Eckwersheim, dix ans après

Accident de la rame d'essai sur la LGV Est-européenne phase 2 à Eckwersheim le 14 novembre 2015

Le samedi 14 novembre 2015 à 15h04, lors d’un essai à grande vitesse effectué dans le cadre de la procédure d’homologation de la deuxième partie de la ligne Est-Européenne, la rame d’essai basculait puis déraillait dans la courbe de raccordement avec la ligne classique Paris-Strasbourg, sur la commune d’Eckwersheim. La moitié avant de la motrice de tête a franchi le pont avant de glisser sur la pente du talus et les huit remorques ont été projetées vers le canal causant 11 décès et les blessures les plus graves parmi les 53 passagers.

La vitesse excessive, de 255 km/h dans une courbe serrée de 945 m de rayon et un freinage inapproprié, sont à l’origine de l’accident, qui a entrainé une révision des pratiques en matière d’essais ferroviaires.

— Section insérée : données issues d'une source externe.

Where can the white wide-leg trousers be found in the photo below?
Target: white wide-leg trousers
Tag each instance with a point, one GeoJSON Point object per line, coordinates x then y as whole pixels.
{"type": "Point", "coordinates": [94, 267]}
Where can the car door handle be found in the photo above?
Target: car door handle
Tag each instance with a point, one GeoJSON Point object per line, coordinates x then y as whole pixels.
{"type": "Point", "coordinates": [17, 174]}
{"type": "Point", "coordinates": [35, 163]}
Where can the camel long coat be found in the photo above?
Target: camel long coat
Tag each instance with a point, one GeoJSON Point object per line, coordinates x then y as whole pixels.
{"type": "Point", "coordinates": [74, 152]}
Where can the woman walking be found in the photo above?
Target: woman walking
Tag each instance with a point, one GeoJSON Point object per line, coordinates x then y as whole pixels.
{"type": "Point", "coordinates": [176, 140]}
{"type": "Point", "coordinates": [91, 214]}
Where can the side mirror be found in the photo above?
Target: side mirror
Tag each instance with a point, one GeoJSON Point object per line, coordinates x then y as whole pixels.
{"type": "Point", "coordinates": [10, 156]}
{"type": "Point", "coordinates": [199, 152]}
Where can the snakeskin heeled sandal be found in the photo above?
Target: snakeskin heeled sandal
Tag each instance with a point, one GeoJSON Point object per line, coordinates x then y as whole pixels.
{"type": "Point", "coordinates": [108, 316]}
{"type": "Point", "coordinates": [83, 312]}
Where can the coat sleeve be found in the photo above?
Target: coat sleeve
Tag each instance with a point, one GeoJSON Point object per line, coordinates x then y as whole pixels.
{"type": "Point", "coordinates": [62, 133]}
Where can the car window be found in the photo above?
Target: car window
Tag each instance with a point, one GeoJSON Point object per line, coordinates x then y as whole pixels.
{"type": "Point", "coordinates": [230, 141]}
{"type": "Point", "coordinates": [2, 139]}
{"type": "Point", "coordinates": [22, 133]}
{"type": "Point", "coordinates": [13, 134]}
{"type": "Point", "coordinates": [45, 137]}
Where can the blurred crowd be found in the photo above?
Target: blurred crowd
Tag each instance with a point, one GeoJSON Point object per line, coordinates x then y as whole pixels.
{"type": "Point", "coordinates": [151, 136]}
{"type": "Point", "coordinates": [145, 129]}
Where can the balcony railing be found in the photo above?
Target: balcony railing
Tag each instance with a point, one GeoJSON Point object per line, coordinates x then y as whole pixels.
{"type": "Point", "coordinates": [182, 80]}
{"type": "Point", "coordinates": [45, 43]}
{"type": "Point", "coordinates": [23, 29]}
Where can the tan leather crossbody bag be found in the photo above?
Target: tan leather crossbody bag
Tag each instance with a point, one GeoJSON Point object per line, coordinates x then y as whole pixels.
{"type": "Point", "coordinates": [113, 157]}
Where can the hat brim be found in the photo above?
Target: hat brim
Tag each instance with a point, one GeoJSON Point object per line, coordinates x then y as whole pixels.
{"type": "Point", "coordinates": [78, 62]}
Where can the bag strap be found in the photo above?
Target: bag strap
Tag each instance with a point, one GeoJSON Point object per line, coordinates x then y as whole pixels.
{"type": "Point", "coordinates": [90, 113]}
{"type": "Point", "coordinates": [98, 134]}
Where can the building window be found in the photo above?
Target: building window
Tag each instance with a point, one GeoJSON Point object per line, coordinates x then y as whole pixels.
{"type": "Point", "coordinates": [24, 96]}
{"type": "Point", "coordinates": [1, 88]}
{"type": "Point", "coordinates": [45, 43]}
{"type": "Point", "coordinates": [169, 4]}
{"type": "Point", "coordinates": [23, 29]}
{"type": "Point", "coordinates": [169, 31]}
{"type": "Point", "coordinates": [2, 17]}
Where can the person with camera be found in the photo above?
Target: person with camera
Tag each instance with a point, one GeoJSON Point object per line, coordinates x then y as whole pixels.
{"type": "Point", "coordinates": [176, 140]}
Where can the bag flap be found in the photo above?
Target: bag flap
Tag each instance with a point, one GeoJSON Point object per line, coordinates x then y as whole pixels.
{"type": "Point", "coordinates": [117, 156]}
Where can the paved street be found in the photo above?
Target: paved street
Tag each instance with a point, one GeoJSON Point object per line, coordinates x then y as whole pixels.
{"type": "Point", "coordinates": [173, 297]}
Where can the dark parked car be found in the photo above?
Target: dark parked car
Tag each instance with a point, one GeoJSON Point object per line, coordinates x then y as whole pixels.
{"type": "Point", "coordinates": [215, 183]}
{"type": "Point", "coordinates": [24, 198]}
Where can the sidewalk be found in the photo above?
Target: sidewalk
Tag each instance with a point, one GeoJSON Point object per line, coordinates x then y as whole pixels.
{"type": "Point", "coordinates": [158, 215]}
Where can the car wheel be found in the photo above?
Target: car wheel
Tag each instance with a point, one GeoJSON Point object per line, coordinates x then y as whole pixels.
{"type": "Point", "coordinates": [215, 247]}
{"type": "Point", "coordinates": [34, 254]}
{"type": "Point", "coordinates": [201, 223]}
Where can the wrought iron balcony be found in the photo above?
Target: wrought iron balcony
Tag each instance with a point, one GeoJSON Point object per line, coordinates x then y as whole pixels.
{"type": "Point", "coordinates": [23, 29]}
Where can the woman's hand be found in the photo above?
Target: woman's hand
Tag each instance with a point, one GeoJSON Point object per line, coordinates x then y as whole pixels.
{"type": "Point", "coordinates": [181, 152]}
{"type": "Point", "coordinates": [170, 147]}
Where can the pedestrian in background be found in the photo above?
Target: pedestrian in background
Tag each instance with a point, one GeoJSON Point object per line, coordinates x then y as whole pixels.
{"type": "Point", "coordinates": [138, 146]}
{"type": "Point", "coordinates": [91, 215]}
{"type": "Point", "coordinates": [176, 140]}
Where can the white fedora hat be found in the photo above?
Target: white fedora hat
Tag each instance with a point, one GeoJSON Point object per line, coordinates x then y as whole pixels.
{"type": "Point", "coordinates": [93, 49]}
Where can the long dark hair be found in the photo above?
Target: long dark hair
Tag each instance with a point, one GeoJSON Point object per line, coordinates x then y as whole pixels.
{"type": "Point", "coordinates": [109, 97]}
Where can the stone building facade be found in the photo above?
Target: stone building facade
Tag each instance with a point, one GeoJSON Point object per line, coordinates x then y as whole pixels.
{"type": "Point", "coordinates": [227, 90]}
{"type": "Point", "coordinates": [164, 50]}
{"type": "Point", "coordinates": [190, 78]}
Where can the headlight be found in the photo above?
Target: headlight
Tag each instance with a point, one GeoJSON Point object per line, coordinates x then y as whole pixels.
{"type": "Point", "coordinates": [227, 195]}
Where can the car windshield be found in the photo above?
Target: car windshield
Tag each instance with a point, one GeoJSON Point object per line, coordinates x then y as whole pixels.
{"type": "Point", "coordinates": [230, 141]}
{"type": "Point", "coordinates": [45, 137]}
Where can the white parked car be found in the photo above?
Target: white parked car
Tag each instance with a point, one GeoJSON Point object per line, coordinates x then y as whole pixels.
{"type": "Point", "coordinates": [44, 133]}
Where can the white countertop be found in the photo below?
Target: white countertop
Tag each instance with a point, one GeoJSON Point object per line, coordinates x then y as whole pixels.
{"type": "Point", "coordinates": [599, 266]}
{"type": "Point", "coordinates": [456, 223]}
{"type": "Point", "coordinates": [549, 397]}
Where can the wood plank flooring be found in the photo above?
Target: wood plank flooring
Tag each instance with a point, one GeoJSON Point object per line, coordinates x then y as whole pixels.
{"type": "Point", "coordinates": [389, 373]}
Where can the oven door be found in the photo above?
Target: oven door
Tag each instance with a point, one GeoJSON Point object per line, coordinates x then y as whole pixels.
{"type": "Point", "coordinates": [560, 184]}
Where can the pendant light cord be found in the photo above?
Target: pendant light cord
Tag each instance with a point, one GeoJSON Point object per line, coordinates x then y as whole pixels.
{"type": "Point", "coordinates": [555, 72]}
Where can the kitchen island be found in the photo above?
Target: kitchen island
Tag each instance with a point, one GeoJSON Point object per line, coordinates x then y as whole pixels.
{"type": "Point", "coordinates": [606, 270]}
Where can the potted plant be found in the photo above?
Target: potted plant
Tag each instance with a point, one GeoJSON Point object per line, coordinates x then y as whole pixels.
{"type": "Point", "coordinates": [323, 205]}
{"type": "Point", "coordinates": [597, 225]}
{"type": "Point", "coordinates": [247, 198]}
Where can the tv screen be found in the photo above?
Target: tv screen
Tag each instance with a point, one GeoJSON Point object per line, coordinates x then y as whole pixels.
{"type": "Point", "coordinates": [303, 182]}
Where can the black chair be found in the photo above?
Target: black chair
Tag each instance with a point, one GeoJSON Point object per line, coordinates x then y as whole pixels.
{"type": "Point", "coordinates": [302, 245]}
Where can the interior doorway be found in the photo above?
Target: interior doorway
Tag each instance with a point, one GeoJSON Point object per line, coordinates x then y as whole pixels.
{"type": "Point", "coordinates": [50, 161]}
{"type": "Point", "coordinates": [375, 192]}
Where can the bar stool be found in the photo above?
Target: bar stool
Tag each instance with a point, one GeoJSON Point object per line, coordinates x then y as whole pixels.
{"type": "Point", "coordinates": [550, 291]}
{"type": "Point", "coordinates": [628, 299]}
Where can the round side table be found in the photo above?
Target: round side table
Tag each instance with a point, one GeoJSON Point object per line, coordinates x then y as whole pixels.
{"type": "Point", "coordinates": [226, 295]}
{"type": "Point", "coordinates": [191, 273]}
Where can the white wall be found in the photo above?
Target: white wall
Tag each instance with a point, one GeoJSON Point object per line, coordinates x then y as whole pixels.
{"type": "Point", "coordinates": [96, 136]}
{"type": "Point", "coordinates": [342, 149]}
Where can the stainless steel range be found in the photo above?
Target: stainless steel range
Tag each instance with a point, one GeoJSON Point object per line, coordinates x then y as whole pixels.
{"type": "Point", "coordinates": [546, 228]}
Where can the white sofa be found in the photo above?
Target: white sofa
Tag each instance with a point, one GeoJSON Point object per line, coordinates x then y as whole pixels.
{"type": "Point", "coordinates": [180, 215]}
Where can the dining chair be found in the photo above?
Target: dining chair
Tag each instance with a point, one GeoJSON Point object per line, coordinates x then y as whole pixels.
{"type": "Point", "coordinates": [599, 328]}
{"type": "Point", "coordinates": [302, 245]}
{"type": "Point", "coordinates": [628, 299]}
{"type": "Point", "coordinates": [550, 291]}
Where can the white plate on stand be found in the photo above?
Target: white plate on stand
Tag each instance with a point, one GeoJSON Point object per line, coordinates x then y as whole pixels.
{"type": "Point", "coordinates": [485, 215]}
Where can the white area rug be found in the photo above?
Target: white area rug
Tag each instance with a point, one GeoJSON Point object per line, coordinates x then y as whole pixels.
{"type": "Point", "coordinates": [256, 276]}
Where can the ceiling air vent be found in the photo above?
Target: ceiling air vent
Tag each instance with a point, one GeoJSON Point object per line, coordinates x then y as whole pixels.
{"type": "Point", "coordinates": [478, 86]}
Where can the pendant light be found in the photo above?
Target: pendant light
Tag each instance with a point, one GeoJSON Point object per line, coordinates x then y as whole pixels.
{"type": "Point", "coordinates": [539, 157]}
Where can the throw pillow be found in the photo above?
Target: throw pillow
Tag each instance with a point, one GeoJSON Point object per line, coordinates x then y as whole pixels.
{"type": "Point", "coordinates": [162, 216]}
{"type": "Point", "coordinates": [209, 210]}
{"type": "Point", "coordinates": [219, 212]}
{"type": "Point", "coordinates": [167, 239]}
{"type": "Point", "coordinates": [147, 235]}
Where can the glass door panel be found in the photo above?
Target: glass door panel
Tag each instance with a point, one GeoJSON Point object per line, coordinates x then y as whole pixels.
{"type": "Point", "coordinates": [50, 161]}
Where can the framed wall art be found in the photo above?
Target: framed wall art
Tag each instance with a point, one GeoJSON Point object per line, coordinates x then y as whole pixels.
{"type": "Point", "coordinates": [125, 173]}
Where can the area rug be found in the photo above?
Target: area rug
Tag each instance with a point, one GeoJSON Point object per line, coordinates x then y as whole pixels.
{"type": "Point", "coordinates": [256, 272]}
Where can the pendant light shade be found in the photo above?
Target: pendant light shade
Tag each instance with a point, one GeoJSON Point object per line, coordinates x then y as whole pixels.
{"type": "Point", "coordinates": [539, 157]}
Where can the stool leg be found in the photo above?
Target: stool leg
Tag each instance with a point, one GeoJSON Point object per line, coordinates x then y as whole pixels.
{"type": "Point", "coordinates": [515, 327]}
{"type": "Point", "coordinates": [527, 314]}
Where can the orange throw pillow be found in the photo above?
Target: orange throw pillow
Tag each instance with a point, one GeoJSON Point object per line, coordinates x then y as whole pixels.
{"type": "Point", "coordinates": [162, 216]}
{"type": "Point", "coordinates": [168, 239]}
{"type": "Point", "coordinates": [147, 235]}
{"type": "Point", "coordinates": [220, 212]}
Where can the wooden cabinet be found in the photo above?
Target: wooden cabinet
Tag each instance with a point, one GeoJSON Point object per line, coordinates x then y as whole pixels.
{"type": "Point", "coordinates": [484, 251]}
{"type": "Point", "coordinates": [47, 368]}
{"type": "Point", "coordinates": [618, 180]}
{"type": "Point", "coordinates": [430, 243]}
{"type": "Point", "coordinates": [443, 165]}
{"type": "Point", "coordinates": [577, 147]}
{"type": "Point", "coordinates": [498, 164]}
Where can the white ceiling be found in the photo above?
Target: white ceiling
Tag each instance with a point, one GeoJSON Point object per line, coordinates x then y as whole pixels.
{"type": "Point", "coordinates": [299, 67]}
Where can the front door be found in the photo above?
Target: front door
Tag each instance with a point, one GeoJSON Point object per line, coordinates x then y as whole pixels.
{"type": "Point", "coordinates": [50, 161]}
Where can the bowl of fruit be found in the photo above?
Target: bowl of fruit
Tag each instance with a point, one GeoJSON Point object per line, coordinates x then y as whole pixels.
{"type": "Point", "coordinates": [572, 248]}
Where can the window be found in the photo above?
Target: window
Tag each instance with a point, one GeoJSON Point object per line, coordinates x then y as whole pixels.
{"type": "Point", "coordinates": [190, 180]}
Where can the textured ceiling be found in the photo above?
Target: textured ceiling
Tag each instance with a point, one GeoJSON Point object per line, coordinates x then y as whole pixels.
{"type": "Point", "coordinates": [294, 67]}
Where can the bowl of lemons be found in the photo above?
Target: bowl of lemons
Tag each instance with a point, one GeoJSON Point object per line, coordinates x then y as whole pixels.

Saisi du dossier, le Bureau d’enquête sur les accidents de transport terrestre (BEA-TT) avait alors formulé une demi-douzaine de recommandations portant sur le référentiel d’homologation des lignes à grande vitesse. Il estime qu’elles ont toutes été prises en compte par le groupe SNCF et son partenaire Systra. « Suite à nos enquêtes, nous formulons des recommandations et sommes tenus informés de l’avancement des suites données, mais notre mission s’arrête là », rappelle un porte-parole du BEA-TT.

Une collaboration plus étroite

L’organisme avait notamment demandé une amélioration des analyses préliminaires de risques, une révision de la qualification des équipes de conduite d’essai, ou encore l’enregistrement des communications depuis la cabine de conduite. Dès 2017, SNCF Mobilités a annoncé la mise en place d’un système complémentaire à l’accès à la conduite des trains d’essais, axés notamment sur des compétences non-techniques comme la gestion du doute ou la communication. Un système d’interphonie d’essai spécifique a également été installé entre la cabine de conduite et le chef d’essai.

Après l’accident, une convention de partenariat entre l’établissement public de sécurité ferroviaire (EPSF) et le BEA-TT avait aussi été conclue. Dix ans après, les deux organismes ont renouvelé fin octobre leur engagement pour renforcer leur collaboration.